The ride across Sognefjell

From Trondheim my way takes me to Bergen - a beautiful City on the westcoast from where I plan to take a ferry to Newcastle in England. The first possibility is to take the coastal route. It is definitely the easier option but I need to use a lot of small ferries. The second option is the inland route that leads through Dovrefjell national park and then diverts into the mountainrange of Sognefjell. There will be lots of ups and downs!
I choose the second option. Somehow I feel that I haven't yet seen enough of those Norwegian mountains.




To avoid the big roads with heavy traffic, I try as much as possible to find small sideroads. A tiny gravel road takes me into an almost empty countryside with roaring rivers (it is spring time so all the snow is melting here) and high waterfalls. The roads acent very steeply and the temperature rises to 30 degrees Celsius (about 1000 F :). I sweat and swear as the road would and would not stop ascending.
The dwellings here are all built in an old fashioned style; with grass roofs and beautiful wood carvings.
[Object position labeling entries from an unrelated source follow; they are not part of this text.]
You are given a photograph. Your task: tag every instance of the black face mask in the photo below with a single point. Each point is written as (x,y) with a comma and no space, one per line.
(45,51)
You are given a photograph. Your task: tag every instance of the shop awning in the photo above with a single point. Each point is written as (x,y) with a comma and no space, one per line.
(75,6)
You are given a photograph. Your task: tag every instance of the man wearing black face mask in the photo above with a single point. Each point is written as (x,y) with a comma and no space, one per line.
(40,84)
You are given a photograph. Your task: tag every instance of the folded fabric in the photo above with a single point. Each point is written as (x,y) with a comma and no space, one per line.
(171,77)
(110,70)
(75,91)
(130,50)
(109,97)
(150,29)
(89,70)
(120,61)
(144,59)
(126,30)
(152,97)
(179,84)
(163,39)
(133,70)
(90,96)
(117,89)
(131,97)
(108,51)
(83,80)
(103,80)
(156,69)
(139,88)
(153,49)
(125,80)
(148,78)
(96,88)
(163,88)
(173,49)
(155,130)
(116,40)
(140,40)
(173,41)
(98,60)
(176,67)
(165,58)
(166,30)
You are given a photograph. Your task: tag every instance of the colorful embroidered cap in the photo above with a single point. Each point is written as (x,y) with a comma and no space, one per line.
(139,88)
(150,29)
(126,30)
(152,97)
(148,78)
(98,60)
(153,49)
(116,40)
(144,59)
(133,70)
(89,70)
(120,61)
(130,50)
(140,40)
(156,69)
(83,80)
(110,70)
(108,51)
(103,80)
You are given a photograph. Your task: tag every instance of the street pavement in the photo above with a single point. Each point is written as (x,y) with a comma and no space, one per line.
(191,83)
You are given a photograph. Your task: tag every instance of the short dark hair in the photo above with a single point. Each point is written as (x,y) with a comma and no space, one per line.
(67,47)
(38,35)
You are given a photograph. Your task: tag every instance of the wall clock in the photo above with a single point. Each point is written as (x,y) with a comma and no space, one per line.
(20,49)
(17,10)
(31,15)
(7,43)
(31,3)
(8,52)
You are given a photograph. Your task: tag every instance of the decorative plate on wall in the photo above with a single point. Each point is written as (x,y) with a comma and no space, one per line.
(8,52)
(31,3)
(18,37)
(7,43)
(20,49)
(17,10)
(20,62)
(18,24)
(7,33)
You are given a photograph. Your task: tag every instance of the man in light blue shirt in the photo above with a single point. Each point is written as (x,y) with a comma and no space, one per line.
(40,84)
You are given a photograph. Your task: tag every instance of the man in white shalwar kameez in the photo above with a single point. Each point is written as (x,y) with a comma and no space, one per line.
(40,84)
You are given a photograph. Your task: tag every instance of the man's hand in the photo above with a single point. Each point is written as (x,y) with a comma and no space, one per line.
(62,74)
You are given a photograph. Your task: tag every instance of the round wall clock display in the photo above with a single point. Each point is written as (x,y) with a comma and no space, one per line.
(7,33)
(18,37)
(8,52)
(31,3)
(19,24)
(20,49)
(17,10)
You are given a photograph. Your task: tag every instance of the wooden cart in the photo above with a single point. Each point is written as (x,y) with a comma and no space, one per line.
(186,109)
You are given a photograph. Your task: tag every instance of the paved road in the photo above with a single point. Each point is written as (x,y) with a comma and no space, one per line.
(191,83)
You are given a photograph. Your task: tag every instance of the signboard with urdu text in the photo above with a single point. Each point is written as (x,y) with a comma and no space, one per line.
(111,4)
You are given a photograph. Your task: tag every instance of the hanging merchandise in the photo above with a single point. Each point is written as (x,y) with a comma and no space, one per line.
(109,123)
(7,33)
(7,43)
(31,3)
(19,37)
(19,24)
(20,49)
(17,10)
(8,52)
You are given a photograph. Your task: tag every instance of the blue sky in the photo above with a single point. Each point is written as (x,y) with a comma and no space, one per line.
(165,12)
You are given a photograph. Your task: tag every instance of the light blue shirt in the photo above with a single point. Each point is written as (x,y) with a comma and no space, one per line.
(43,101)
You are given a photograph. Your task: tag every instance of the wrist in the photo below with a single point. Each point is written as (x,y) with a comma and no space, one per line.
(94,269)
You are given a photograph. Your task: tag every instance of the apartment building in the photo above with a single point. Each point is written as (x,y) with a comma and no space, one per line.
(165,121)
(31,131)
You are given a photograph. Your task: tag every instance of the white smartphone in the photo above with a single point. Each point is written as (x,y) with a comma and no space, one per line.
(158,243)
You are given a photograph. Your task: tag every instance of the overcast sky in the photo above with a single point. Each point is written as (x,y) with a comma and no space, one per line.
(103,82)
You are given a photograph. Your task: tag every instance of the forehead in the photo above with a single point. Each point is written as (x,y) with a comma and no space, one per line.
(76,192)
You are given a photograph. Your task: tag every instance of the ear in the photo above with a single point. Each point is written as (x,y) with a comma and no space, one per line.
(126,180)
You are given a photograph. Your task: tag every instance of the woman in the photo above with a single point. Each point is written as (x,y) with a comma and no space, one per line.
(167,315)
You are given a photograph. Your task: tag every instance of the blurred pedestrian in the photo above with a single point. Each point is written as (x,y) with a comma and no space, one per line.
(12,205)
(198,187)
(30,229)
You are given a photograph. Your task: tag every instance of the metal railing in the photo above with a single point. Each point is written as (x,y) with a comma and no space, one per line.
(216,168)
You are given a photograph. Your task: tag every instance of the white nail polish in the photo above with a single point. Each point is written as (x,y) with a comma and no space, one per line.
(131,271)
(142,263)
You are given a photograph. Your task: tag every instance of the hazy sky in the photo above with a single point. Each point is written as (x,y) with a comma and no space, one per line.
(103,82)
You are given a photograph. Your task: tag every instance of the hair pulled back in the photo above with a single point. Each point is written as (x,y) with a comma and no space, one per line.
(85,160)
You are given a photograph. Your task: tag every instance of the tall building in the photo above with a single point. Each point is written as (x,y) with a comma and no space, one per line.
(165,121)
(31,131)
On one of the pictures above you see an old train station that is still in use.

The road and the wind decide to form a coalition against me. The terrain just doesn't stop ascending and I now face a steady headwind. But some years ago in Tibet I already had time to get myself psychologically acquainted to this. Then I had to cycle up to more than 52oom. Knowing that there must be and end to this I keep going. And no matter how low or how high the altitude of the pass - reaching the top is always a nice triumph :)

On the pictures you see the thick ice that is still covering the lakes on Sognefjell (it is the beginning of june!!!) and high walls of snow piling up at the roadside. I take lots of banana breaks on the way up and on the way down meet two Dutch ladies (going on 50) who are pushing their bikes uphill for the last two days! My deepest respect! They are on a 4 month trip through scandinavia, all the way up to Nordkap (officially the most morthern point of mainland Europe) and then down again back to Netherlands. Their route isn't fixed. They just go along... Travel at it's best.




In Urnes, I visit the oldest Stabkirke (special style of church) in Norway, protected by UN world heritage and a proud 45 NOK entrance fee.



There are waterfalls everywhere!!! Thundering into the valleys from enormous heights they often create a small localized rain shower which is very welcome in these temperatures that reach almost 30 degrees Celsius. If one compares those falls to Niagara or Victoria falls they certainly aren't as impressive in terms of power and monstrousity. But their remoteness, the quietness of the surrounding nature and the absense of large crowds of tourists makes them special. So I often just sit and gaze and rest my legs and my mind.